Mr Corbell's announcement comes almost a year after Territories Minister Shane Rattenbury announced a trial, which was to be in the Gungaderra Nature Reserve in Gungahlin and involve up to 500 kangaroos.

This week, he said he would have preferred a bigger-scale trial, but welcomed the progress.

"It's about making sure the science is rigorous and the animal ethics are well dealt with and if we can get this trial right that will lead to further increases in scale," he said.

Last year, Mr Rattenbury was working on the fertility trial with animal charity Alphadog Army, run by Marcus Fillinger, who this week announced his candidacy as an independent candidate for the 2016 ACT election.

But Mr Fillinger has heard nothing since about May last year, when Mr Corbell said the government would go to tender, an idea now abandoned.

Mr Fillinger, a tranquilliser firearms expert, now plans to raise money for his own trial, mistrusting the government's motives and frustrated at lack of progress.

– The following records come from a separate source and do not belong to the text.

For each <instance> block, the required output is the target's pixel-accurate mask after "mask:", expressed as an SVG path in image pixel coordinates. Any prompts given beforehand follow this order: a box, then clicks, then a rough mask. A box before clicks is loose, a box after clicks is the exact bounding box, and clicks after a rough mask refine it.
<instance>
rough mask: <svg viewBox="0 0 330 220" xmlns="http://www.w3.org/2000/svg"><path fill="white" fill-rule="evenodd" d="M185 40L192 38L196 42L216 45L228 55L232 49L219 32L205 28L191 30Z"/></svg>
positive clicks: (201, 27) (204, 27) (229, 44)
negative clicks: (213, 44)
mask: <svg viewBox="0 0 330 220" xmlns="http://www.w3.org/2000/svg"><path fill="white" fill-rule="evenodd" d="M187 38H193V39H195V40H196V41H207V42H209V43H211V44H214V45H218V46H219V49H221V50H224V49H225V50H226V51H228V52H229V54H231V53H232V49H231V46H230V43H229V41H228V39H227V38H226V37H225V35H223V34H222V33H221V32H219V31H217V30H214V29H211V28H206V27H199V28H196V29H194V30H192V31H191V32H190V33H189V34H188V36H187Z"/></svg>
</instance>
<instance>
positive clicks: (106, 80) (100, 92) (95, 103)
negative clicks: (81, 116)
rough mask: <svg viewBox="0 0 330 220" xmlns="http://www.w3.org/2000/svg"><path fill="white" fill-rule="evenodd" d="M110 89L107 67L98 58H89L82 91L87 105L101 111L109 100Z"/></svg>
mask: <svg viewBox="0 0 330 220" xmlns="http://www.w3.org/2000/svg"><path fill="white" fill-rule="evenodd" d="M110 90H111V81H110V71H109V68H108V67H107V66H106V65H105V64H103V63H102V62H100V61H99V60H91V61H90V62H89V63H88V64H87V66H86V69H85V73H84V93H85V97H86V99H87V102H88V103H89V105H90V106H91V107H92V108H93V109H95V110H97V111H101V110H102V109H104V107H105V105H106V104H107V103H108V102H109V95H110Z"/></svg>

Mr Rattenbury said kangaroo population counts were still being done to determine whether a cull was necessary this year.

But Canberrans understood the need for to cull. 

"No-one in government likes doing this, but as responsible land managers I think the community understands that we have a job to do here to get the ecological balance right," he said. "I think it is interesting that people who claim to be animal welfare activists are prepared to go and support just one species at the expense of other species such as birds and lizards, when in fact the whole ecosystem is under threat."

Mr Fillinger will stand for election in Mr Rattenbury's seat of Molonglo, and his candidacy will be a direct challenge to Mr Rattenbury's Green support base. 

But Mr Rattenbury said he stood proudly on his record on animal welfare, including outlawing battery hen cages and sow stalls with legislation on the table now to outlaw puppy farms.  

"The more the merrier" in what would be hotly contested election next year, given the increase from 17 to 25 politicians being elected, he said.

But "Mr Fillinger will of course need to get himself on to the ACT electoral roll to be eligible as a candidate", he said.

Mr Fillinger was unfazed by the comment, saying he believes he is already on the roll, having stood in the 2013 ACT Senate race for the Animal Justice Party. He has a home in Canberra but lives over the border in NSW where he runs his animal rescue charity on a property.